StartAwsTextractJob

Amazon Textract is a machine learning (ML) service that automatically extracts text, handwriting, and data from scanned documents. It goes beyond simple optical character recognition (OCR) to identify, understand, and extract data from forms and tables.

Usage

Amazon ML Processors are implemented to utilize ML services based on the official AWS API Reference. You can find example json payload in the documentation at the Request Syntax sections. For more details please check the official Textract API reference With this processor you will trigger a startDocumentAnalysis, startDocumentTextDetection or startExpenseAnalysis async call according to your type of textract settings. You can define json payload as property or provide as a flow file content. Property has higher precedence. After the job is triggered the serialized json response will be written to the output flow file. The awsTaskId attribute will be populated, so it makes it easier to query job status by the corresponding get job status processor.

Three different type of textract task are supported: Documnet Analysis, Text Detection, Expense Analysis.

DocumentAnalysis

Starts the asynchronous analysis of an input document for relationships between detected items such as key-value pairs, tables, and selection elements. API Reference

Example payload:
{
   "ClientRequestToken": "string",
   "DocumentLocation": {
      "S3Object": {
         "Bucket": "string",
         "Name": "string",
         "Version": "string"
      }
   },
   "FeatureTypes": [ "string" ],
   "JobTag": "string",
   "KMSKeyId": "string",
   "NotificationChannel": {
      "RoleArn": "string",
      "SNSTopicArn": "string"
   },
   "OutputConfig": {
      "S3Bucket": "string",
      "S3Prefix": "string"
   },
   "QueriesConfig": {
      "Queries": [
         {
            "Alias": "string",
            "Pages": [ "string" ],
            "Text": "string"
         }
      ]
   }
}
    

ExpenseAnalysis

Starts the asynchronous analysis of invoices or receipts for data like contact information, items purchased, and vendor names. API Reference

Example payload:
{
   "ClientRequestToken": "string",
   "DocumentLocation": {
      "S3Object": {
         "Bucket": "string",
         "Name": "string",
         "Version": "string"
      }
   },
   "JobTag": "string",
   "KMSKeyId": "string",
   "NotificationChannel": {
      "RoleArn": "string",
      "SNSTopicArn": "string"
   },
   "OutputConfig": {
      "S3Bucket": "string",
      "S3Prefix": "string"
   }
}
    

StartDocumentTextDetection

Starts the asynchronous detection of text in a document. Amazon Textract can detect lines of text and the words that make up a line of text.

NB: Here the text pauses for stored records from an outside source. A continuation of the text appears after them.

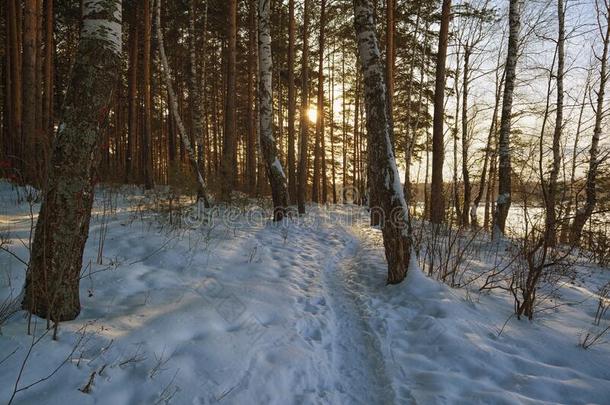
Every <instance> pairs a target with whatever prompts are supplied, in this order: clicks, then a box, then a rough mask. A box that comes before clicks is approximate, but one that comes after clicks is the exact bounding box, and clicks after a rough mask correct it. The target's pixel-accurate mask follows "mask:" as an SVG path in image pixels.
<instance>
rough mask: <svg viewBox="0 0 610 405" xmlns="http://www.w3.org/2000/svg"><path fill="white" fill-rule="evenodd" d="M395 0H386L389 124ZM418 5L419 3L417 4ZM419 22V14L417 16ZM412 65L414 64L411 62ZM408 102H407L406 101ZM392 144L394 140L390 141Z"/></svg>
mask: <svg viewBox="0 0 610 405" xmlns="http://www.w3.org/2000/svg"><path fill="white" fill-rule="evenodd" d="M395 1H396V0H386V43H385V69H386V71H385V72H386V83H387V85H388V92H387V95H388V117H389V119H390V122H393V117H394V64H395V49H394V31H395V30H396V27H395V25H396V23H395V21H394V8H395V7H396V5H395ZM418 4H419V3H418ZM418 22H419V14H418ZM411 63H412V65H413V64H414V63H415V62H413V61H412V62H411ZM407 101H408V100H407ZM392 143H394V140H392Z"/></svg>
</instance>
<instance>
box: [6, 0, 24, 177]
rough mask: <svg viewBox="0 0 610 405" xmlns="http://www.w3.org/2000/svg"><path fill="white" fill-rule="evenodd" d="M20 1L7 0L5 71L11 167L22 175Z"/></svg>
mask: <svg viewBox="0 0 610 405" xmlns="http://www.w3.org/2000/svg"><path fill="white" fill-rule="evenodd" d="M20 7H21V6H20V2H18V1H17V0H8V13H7V19H8V24H7V26H8V27H7V28H8V42H9V47H8V49H7V50H6V52H7V54H8V56H9V62H10V63H8V64H7V71H8V72H9V76H10V86H9V87H10V89H9V90H8V91H9V92H10V100H11V104H10V105H9V132H10V133H11V138H12V139H11V141H12V142H11V143H12V145H13V150H12V156H11V157H12V160H13V165H12V166H13V167H17V168H19V169H21V175H22V176H23V167H24V165H23V156H22V154H23V148H22V132H23V131H22V127H21V113H22V92H21V89H22V86H21V84H22V83H21V73H22V72H21V52H20V50H21V32H20V29H19V26H20V19H21V18H20V13H19V9H20Z"/></svg>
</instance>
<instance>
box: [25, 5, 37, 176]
mask: <svg viewBox="0 0 610 405" xmlns="http://www.w3.org/2000/svg"><path fill="white" fill-rule="evenodd" d="M38 2H39V0H26V1H25V2H24V6H25V7H24V14H23V111H22V114H23V115H22V117H21V123H22V125H23V127H22V128H23V132H22V135H23V136H22V138H21V145H22V150H23V151H24V156H23V158H24V162H25V165H26V167H25V169H26V170H25V173H24V174H25V178H26V181H27V182H34V183H35V184H40V183H41V180H42V179H41V178H40V177H39V175H40V173H38V170H37V163H36V160H37V158H38V157H37V156H36V151H37V150H38V149H39V146H40V144H39V142H40V140H39V137H38V133H37V132H38V131H37V129H38V128H37V126H36V103H37V98H38V95H37V94H36V69H37V67H36V62H37V58H36V50H37V48H38V44H37V41H36V36H37V32H38V19H39V18H38V17H39V16H38V8H39V7H38Z"/></svg>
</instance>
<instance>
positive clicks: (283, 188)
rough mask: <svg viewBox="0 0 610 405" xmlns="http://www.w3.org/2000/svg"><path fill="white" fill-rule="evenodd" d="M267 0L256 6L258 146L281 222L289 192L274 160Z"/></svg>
mask: <svg viewBox="0 0 610 405" xmlns="http://www.w3.org/2000/svg"><path fill="white" fill-rule="evenodd" d="M269 3H270V0H259V2H258V48H259V51H258V55H259V64H258V66H259V82H258V97H259V122H260V145H261V151H262V154H263V158H264V160H265V168H266V171H267V176H268V178H269V183H270V185H271V195H272V198H273V220H274V221H281V220H282V219H283V218H284V216H285V214H286V206H287V205H288V192H287V186H286V176H285V174H284V170H283V169H282V164H281V163H280V161H279V159H278V157H277V148H276V144H275V138H274V136H273V96H272V94H271V93H272V89H273V83H272V78H273V61H272V57H271V18H270V15H269V14H270V12H269V9H270V6H269Z"/></svg>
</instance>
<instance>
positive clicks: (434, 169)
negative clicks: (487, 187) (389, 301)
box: [430, 0, 451, 224]
mask: <svg viewBox="0 0 610 405" xmlns="http://www.w3.org/2000/svg"><path fill="white" fill-rule="evenodd" d="M450 19H451V0H443V7H442V10H441V31H440V34H439V38H438V51H437V54H436V86H435V90H434V126H433V132H432V186H431V196H430V197H431V205H430V221H431V222H432V223H435V224H440V223H442V222H443V219H444V217H445V198H444V196H443V163H444V160H445V140H444V133H443V121H444V119H445V117H444V115H445V74H446V72H445V64H446V61H447V42H448V40H449V22H450Z"/></svg>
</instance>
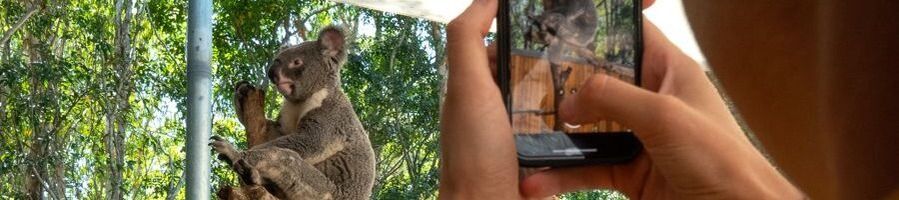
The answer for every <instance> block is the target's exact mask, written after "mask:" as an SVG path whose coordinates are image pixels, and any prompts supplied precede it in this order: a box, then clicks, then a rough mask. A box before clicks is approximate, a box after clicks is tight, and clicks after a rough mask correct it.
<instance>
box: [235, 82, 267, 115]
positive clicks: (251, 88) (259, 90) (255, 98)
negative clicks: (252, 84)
mask: <svg viewBox="0 0 899 200" xmlns="http://www.w3.org/2000/svg"><path fill="white" fill-rule="evenodd" d="M264 107H265V91H264V90H262V89H259V88H256V87H255V86H253V85H252V84H250V83H249V82H246V81H241V82H238V83H237V84H236V85H235V86H234V110H235V111H237V119H238V120H240V122H241V123H242V124H244V126H247V125H251V126H258V125H259V124H251V123H257V122H256V121H259V119H257V118H265V113H264ZM263 121H264V120H263Z"/></svg>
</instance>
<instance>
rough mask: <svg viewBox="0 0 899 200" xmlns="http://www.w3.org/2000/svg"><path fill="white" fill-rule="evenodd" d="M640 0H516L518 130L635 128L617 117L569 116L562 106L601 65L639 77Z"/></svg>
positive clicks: (513, 79) (515, 100)
mask: <svg viewBox="0 0 899 200" xmlns="http://www.w3.org/2000/svg"><path fill="white" fill-rule="evenodd" d="M635 1H636V0H509V12H510V16H509V17H510V18H509V19H510V23H509V27H510V30H509V31H510V32H509V35H510V36H511V37H510V46H511V53H510V54H511V56H510V60H509V68H510V77H509V81H510V82H509V86H510V88H511V89H510V92H511V100H510V101H511V102H510V103H511V112H512V116H511V118H512V128H513V129H514V132H515V133H524V134H528V133H559V132H565V133H596V132H629V131H630V130H629V129H628V128H627V127H623V126H621V125H620V124H618V123H616V122H613V121H600V122H597V123H591V124H567V123H564V122H562V121H561V120H559V118H558V117H556V113H557V111H558V108H559V103H560V102H561V100H562V99H564V98H566V97H569V96H571V95H572V94H575V93H577V92H578V89H579V87H580V86H581V84H582V83H583V82H584V81H585V80H587V78H589V77H590V76H592V75H594V74H596V73H604V74H607V75H609V76H612V77H615V78H618V79H620V80H623V81H626V82H630V83H634V84H639V77H638V76H639V69H638V67H639V60H638V59H639V55H638V52H640V49H637V48H638V47H639V45H637V44H638V43H637V42H639V40H640V38H639V33H638V32H637V30H640V29H639V27H636V26H638V24H637V23H635V22H637V19H635V18H636V17H641V16H639V15H638V14H637V13H638V12H636V11H635V9H637V8H635V7H636V5H639V4H638V3H635ZM609 98H614V97H609Z"/></svg>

API Reference

Example payload:
{
   "ClientRequestToken": "string",
   "DocumentLocation": {
      "S3Object": {
         "Bucket": "string",
         "Name": "string",
         "Version": "string"
      }
   },
   "JobTag": "string",
   "KMSKeyId": "string",
   "NotificationChannel": {
      "RoleArn": "string",
      "SNSTopicArn": "string"
   },
   "OutputConfig": {
      "S3Bucket": "string",
      "S3Prefix": "string"
   }
}